En assemblant de nouveaux travaux à des images de ses archives, Stéphanie Gygax explore cet entre-deux transitoire. Un jeu de combinaisons anachroniques met en résonance le monde minéral avec celui des objets industriels et de la société du spectacle. Plusieurs énergies sont à l’œuvre – empires en déclin, forces des processus géologiques et êtres vivants engagés dans un dialogue à différents niveaux.
Les Monster Trucks des shows américains, avec leur force brutale et destructrice, se meuvent en apesanteur dans un ballet ralenti jusqu’à l’épuisement. Leurs roues se retrouvent fossilisées pour former des colonnes, dont la surface est partiellement recouverte de micro-pneus, comme des bernacles fixées à une épave sous-marine.
Ailleurs, on trouve des coquillages blanchis au soleil. Ce sont les restes de bivalves invasives mélangées à d’autres espèces de mollusques de nos lacs.

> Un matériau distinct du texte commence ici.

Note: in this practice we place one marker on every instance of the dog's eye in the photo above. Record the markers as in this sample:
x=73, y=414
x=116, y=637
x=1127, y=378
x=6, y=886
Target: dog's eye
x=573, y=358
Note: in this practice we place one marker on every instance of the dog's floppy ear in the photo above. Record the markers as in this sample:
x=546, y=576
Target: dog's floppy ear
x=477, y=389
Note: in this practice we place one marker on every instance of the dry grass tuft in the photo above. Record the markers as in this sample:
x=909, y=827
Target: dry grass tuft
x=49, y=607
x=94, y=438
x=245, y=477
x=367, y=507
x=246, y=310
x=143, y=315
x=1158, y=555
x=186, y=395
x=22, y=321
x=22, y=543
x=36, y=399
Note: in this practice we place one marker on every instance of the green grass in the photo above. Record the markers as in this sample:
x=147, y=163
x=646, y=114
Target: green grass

On devine toute la vie qui y a pulsé en observant de près ce tapis de matière organique. Qui sait, il libérera peut-être à nouveau son énergie après quelques millions d’années de sédimentation et de pressions géologiques.
Quelques créatures peuplent encore l’exposition, à l’image de cette ophiure qui ondule dans le courant comme une danseuse étoile frêle mais déterminée. Ses bras souples la rapprochent délicatement d’une échelle de secours fabriquée avec de la corde de jute et des tubes néon, ceux-là mêmes que Stéphanie Gygax avait déjà utilisés dans une précédente exposition à standard/deluxe en 2009. Continuité dans la rupture, les échelons fluorescents ouvrent une voie d’accès possible à de nouveaux horizons.